Op een dag is het, na veel koude winterse weken, opeens mooi weer. De zon schijnt en nu leer ik mijnheer op een andere manier kennen. Van het meegaande vriendelijke gedrag is weinig te merken. Zij dochters hebben me al gewaarschuwd. Hij lijkt zo aardig en meestal is hij dat ook, nu hij ziek is. Maar je had hem vroeger moeten meemaken. Hij was een moeilijke driftige man, daar moest je het niet mee aan de stok krijgen. En vloeken dat ie kon, en vechten en helemaal als ie wat op had! En met nog steeds iets van angst en ontzag kijken ze naar het hoopje ellende dat in elkaar gezakt in zn stoel hangt.
Iets daarvan is vandaag terug te zien. Ik mot naar buite, ik hou t hier niet meer uit in dat rot huis. En jij mot me hellepe. De zon schijnt, ik hou het niet meer. En geen gezeur, dame. Ze hebben al lang genoeg de baas over me zitte spele. Eet dit, doe dat, nou mot je slape, nou mot je een pilletje. Gek wor ik der van.
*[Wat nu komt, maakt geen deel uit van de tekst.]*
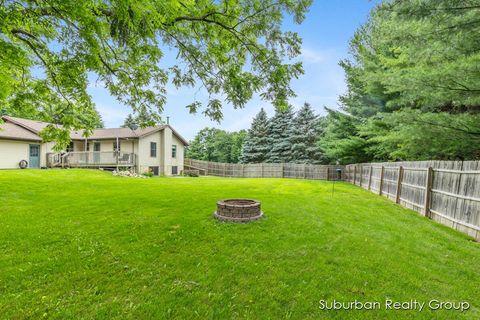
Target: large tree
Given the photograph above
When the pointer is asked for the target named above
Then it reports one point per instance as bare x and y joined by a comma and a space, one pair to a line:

Klee me maar an en duw me met die verdomde rotstoel naar buite. Ik schrik, want weet niet of het verantwoord is. Mijnheer kan gedachten lezen, en zegt dat hij toch al bijna dood is, zelfs blij zal zijn als het snel afgelopen is. Schiet nou maar op, nu kan t nog, straks gaat t weer plense.
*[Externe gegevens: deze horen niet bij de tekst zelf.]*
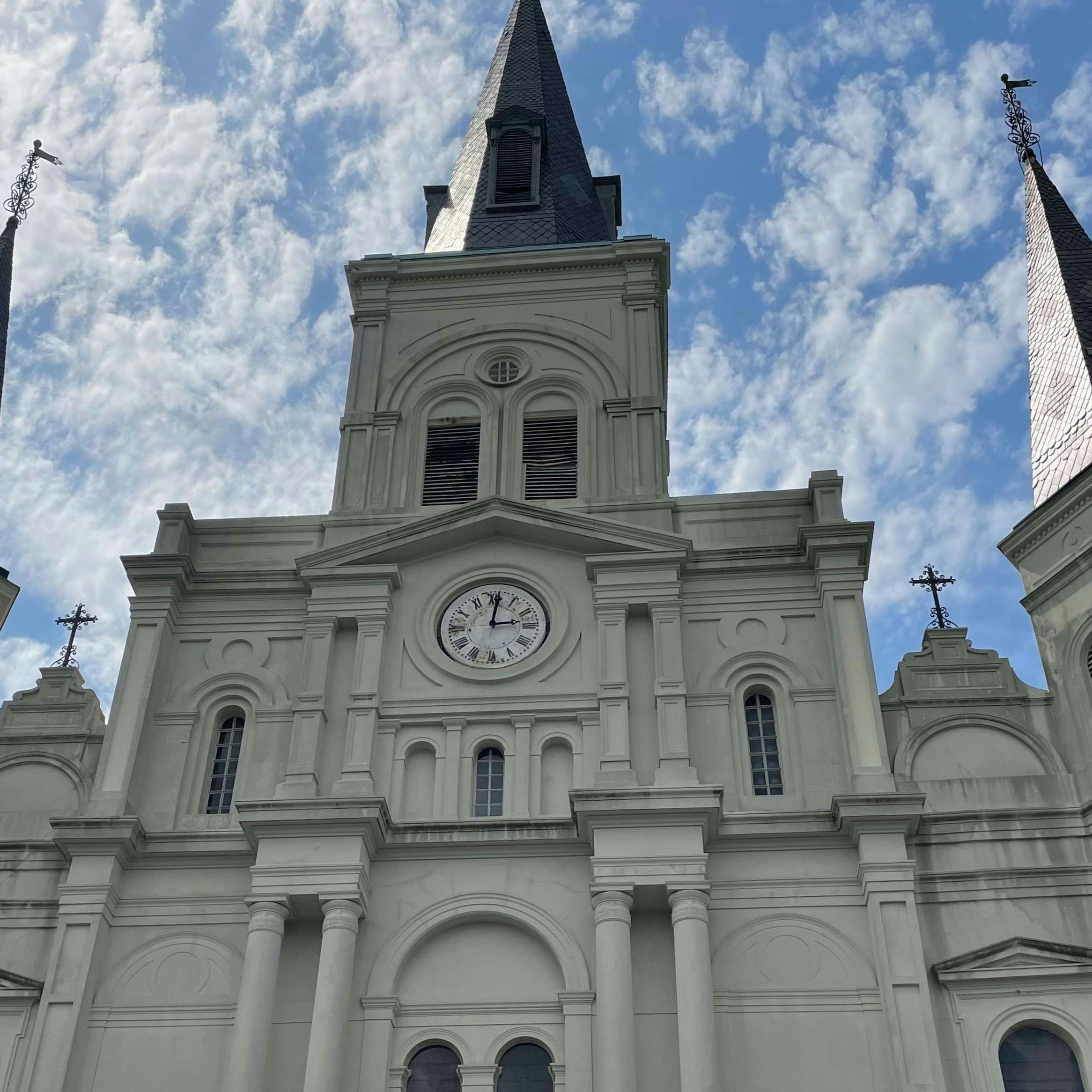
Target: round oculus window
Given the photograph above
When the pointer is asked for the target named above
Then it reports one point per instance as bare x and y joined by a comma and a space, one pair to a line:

Mijn besluit staat vast: het moet maar, al zie ik behoorlijk tegen de hele onderneming op. Als hij het zo ontzettend graag wil… Wel stel ik als voorwaarde dat ik hem dik inpak, want binnen lijkt het mooi, maar buiten is het guur. Wat een gehannes, om hem zittend in zn rolstoel aan te kleden, want staan kan hij niet meer. Het is lang niet eenvoudig om over de wijd om het lijf slobberende pyjama een lange broek en trui aan te trekken. Nu voel ik pas goed hoe mager mijnheer is. Dan sokken, pantoffels, een jas, wanten, dassen om het magere kippennekje en een leren pet die ik van de kapstok pluk. De plaid goed om hem heen instoppen, de stoel van de rem, meubels hergroeperen zodat ik er door kan, zelf mijn jas en das aandoen, de buitendeur openzetten en dan kunnen we eindelijk op pad. In het smalle gangetje blijven we net niet steken. Een paar keer moet ik mijnheer snel ophijsen, want hij zakt, door de bewegingen en de drempels die we over moeten, helemaal onderuit. Straks valt hij er nog uit denk ik. Waar ben ik in hemelsnaam aan begonnen? Het zweet breekt me uit, maar het lukt me toch hem voor het huis in het tuintje neer te planten.
Mijnheer vindt het prachtig en kijkt vergenoegd om zich heen. Gelukkig komen er kort na elkaar een paar buren langs die groeten of een praatje maken. Hij glundert en laat me gedwee met een grote rode zakdoek zijn neus afvegen want er worden telkens grote druppels zichtbaar. Opeens trekt hij aan mijn mouw. Ik mot naar binne, want ik mot effe schijte. O nee toch, denk ik, al dat gedoe opnieuw en dan weer terug? Dat overleef ik niet. Misschien kan ik hem overhalen dan meteen maar binnen te blijven, maar ook nu beschikt hij over telepathische gaven. Opschieten, vlug, ik mot weer terug in me zonnetje. Geen tijd verlieze. En ik heb het lef niet om zn verzoek te weigeren.
Een beschrijving van operatie rolstoel-postoel-rolstoel, met alle lagen kleding die aan en uit moeten, laat ik hier achterwege. Zon man die zich aan je vast klampt en zich door jou als een klein kind laat helpen heeft overigens ook wel iets aandoenlijks. Toch was ik blij dat het bij die ene keer bleef. Na een klein half uur zitten we weer buiten en als ik naar mijnheer kijk zie ik dat het de moeite waard was. De mensen reageren verbaasd als ze hem zien en dat op zich vindt hij al prachtig. Als ze vragen hoe het met hem gaat wijdt hij niet uit over zijn werkelijke toestand. Nee, het gaat prima met hem of uitstekend en hij moet er hard bij lachen. Hij toont zelfs belangstelling voor de anderen. Na een poosje geeft hij aan naar binnen te willen en als ik hem in bed heb weten te krijgen en naar huis wil gaan zegt hij olijk: Bedankt hè meissie, en niks tegen de kindere zegge hoor.